And to Seth, to him also there was born a son
When he was an hundred and five years old, ( Genesis 5:6 ) and this
is mentioned as a further proof and instance of God's goodness to
Adam's family in this line, that there was a succession in it,
where the true worship of God was kept, and from whence the
Messiah was to arise, and as a pledge and confirmation of it:
and he called his name Enos;
which is generally interpreted a weak, feeble, frail, mortal,
miserable man; which Seth being sensible of, and observing the
sorrows of human life, and especially an increase of them among
good men through the growing corruptions of the age, gave this
name to his son; though it may be observed, that the derivation
of this name may be from the Arabic word <arabic> "anas"

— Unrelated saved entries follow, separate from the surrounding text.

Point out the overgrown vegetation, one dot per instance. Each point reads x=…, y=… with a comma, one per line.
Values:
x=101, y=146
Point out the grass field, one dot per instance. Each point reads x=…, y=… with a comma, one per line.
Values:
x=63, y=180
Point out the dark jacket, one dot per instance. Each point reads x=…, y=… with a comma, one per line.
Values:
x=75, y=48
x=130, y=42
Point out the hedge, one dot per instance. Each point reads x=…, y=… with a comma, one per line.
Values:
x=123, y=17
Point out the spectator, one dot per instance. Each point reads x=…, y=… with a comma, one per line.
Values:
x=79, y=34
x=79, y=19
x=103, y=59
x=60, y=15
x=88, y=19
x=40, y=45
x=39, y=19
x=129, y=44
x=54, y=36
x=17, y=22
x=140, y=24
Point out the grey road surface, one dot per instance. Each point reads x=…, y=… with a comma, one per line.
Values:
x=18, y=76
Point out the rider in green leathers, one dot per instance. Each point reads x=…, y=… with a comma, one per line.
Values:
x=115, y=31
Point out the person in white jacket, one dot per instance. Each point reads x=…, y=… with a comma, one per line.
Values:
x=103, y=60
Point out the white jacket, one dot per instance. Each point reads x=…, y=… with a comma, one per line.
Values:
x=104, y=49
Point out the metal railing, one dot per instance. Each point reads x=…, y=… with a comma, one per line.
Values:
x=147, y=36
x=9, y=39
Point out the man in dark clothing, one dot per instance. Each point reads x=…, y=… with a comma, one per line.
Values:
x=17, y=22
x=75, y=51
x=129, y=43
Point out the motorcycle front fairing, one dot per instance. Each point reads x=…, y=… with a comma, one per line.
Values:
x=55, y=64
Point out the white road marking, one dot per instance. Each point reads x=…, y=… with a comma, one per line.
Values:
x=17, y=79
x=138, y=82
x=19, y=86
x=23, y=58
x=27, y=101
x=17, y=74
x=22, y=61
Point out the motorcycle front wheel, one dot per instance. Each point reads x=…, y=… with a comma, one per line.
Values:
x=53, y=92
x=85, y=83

F15, to be sociable and familiar; man
being a sociable creature, not only in civil but in religious
things, and so a reason of the name may be taken from what
follows;
then began men to call upon the name of the
Lord;
not but that Adam and Abel, and all good men, had called upon the
name of the Lord, and prayed to him, or worshipped him before
this time personally, and in their families; but now the families
of good men being larger, and more numerous, they joined together
in social and public worship: or since it may be thought there
were public assemblies for religious worship before this time,
though it may be they had been neglected, and now were revived
with more zeal and vigour; seeing the Cainites incorporating
themselves, and joining families together, and building cities,
and carrying on their civil and religious affairs among
themselves, they also formed themselves into distinct bodies; and
not only separated from them, but called themselves by a
different name; for so the words may be rendered: "then began men
to call themselves", or "to be called by the name of the Lord"
F16; the sons of God, as distinct from
the sons of men; which distinction may be observed in ( Genesis 6:2 ) and has
been retained more or less ever since: some choose to translate
the words, "then began men to call in the name of the Lord"
F17; that is, to call upon God in the
name of the Messiah, the Mediator between God and man; having
now, since the birth of Seth, and especially of Enos, clearer
notions of the promised seed, and of the use of him, and his
name, in their addresses to God; see ( John 14:13 ) ( John 14:14 ) ( John 16:23 John 16:24 ) . The Jews
give a very different sense of these words; the Targum of Onkelos
is,
``then in his days the children of men ceased from praying in the name of the Lord;''and the Targum of Jonathan is,
``this was the age, in the days of which they began to err, and they made themselves idols, and surnamed their idols by the name of the Word of the Lord;''with which agrees the note of Jarchi,
``then they began to call the names of men, and the names of herbs, by the name of the blessed God, to make idols of them:''and some of them say, particularly Maimonides F18, that Enos himself erred, and fell into idolatry, and was the first inventor of images, by the mediation of which men prayed to God: but all this seems to be without foundation, and injurious to the character of this antediluvian patriarch; nor does it appear that idolatry obtained in the posterity of Seth, or among the people of God so early; nor is such an account agreeable to the history which Moses is giving of the family of Seth, in opposition to that of Cain; wherefore one or other of the former senses is best.